I have a different idea. I think the ones out there are too darn expensive. Sure the bill of materials they have chosen probably necessitates the price. Sunlight readable LCD displays are expensive, along with all the software and reliability that is needed in the box. Switches, cases and connectors are special for use in an aircraft.

Airplanes are different than cars. High speed and constant vibration are going to cause issues, it is hard to install them. Installation, and building are two different things. Installation issues are the same, almost, no matter what unit is purchased.

My idea is different. I like the idea of component equipment. Have a display box, a data access box, and maybe eventually have an air data computer. Using components, I can upgrade one component at a time, and not have to bother the whole system. If you have a integrated nave system (car or airplane) how many times have you said, I wish this worked like my phone (or had some other new feature).

Components are more expensive...

For stereos, you can buy a boombox or other integrated stereo for far less than component stereo equipment. That is reality. Components are pretty standard in home audio world. In the computer world, things are rapidly becoming standard, but you can't quite plug and play this and that. Communication standards are available, and there are plenty of standards to choose from.

My design is hopefully, going to allow me to upgrade parts that I feel need upgrading without destroying what I have working.

I've been working on this for a while...

About 5 years ago, I started prototyping something. I started with an OEM AT mega board and a prototype board. I had connectors for thermocouples, for CHT and EGT probes, and some other A/D converter connections for the oil pressure and temperature. I had a serial output, that I could connect to a laptop, or a Zaurus mobile internet device, and a GPS board that I started playing with. I got distracted with the GPS board, and never quite started messing more with the engine monitor.

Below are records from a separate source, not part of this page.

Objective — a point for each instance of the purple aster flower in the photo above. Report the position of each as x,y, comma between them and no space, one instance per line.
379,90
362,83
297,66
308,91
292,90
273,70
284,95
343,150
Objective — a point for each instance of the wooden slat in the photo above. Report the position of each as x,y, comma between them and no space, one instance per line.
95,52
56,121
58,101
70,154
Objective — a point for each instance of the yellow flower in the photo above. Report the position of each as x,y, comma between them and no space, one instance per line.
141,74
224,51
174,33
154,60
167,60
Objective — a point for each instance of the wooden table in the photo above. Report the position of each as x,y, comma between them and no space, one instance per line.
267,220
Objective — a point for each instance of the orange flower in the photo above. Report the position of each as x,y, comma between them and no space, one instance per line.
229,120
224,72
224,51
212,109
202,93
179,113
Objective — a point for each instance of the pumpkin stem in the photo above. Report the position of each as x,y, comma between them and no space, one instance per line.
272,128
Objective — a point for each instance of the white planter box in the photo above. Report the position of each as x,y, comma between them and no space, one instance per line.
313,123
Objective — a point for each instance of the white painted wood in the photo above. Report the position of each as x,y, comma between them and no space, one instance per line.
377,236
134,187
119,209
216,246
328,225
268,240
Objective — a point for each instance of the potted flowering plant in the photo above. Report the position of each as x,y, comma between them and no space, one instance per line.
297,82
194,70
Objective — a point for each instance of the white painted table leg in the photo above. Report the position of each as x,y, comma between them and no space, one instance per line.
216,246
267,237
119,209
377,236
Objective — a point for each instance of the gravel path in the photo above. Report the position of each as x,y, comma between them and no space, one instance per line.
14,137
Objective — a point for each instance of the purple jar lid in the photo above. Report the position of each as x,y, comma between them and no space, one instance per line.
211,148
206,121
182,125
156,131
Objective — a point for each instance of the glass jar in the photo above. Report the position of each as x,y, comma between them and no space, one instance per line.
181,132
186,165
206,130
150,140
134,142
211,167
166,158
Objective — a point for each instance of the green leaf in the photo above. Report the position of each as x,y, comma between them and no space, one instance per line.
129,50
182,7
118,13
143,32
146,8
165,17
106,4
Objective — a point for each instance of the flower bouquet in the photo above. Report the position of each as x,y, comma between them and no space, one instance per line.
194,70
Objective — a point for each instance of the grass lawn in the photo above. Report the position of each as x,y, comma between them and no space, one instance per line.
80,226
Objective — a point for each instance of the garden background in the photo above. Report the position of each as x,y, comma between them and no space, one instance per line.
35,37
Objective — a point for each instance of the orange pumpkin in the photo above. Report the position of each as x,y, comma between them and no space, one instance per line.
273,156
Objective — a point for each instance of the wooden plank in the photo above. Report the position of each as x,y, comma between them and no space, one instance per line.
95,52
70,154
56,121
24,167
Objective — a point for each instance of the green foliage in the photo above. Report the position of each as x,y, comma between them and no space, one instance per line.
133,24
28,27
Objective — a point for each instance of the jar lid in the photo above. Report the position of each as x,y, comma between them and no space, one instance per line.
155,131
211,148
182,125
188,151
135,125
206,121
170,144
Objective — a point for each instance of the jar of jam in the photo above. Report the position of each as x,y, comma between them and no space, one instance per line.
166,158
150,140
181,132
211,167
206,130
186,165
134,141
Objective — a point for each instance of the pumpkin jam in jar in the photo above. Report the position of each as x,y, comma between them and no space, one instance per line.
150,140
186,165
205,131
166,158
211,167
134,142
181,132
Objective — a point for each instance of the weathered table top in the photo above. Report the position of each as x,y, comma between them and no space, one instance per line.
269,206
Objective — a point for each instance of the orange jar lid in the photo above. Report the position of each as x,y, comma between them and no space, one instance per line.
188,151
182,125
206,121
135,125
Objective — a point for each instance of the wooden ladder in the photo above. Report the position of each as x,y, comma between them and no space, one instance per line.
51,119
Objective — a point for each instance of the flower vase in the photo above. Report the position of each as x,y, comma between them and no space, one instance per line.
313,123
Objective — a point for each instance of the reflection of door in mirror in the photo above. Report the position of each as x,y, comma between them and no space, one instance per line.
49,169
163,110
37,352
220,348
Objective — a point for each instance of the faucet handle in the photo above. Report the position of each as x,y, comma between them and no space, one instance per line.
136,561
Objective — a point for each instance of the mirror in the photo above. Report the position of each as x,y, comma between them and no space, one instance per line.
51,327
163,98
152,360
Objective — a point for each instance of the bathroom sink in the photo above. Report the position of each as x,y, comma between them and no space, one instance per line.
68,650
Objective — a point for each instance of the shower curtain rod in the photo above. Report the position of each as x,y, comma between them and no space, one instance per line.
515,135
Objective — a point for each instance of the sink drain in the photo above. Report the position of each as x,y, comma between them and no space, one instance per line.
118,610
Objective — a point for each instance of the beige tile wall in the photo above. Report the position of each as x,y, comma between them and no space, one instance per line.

During the last couple years, I knew enough about GPS by now to get a job working on RNP satellite monitoring. That was a good benefit, but now I want to go further and do real live avionics type work.

My idea...

The idea is to stick with the AT mega, but use a COTs board, an Arduino board. An Arduino Mega board has 16 A/D converters, and many digital IO pins. The analog inputs will be:
  1. 4 CHT probes
  2. 4 EGT probes
  3. Oil Temp
  4. Oil Pressure
  5. Fuel Pressure
  6. Fuel Level
  7. OAT
  8. Manifold Pressure
Digital inputs may include fuel flow, engine RPM, and various status switches (trip start, etc).

For a display, I was thinking of using one of my phones or mobile internet devices. They are inexpensive (I've already paid for 'em). They have touch screens, and pretty good graphics. If this whole thing works, I would like to get a tablet computer for this.

For communications from the Arduino to the display, I had considered using USB, since almost everything uses that, but then I found a project that allows the Arduino to talk bluetooth to an Android phone. The perfect place to start.

Where am I today???

I've ordered the Arduino Mega board, I've gone through my old notes about my project, and I've downloaded the Arduino software. I've read the hello world example (blinky), and tutorials 1-85 or so (not really, maybe 1-8). We will just have to see where things go, and how far I get.

How is all this going to work?

I am not really sure. I've never blogged before. I thought it a good way to get my thoughts out there, and allow someone to repeat my work, if it is mildly successful. If it a wretched failure, well, there may still be stuff to learn.

I have lots to do in my real life, this will only be a hobby. If I don't write anything for weeks, give me a nudge, I might be doing something useful, and unable to write. If I don't write for months, maybe the project will be dead.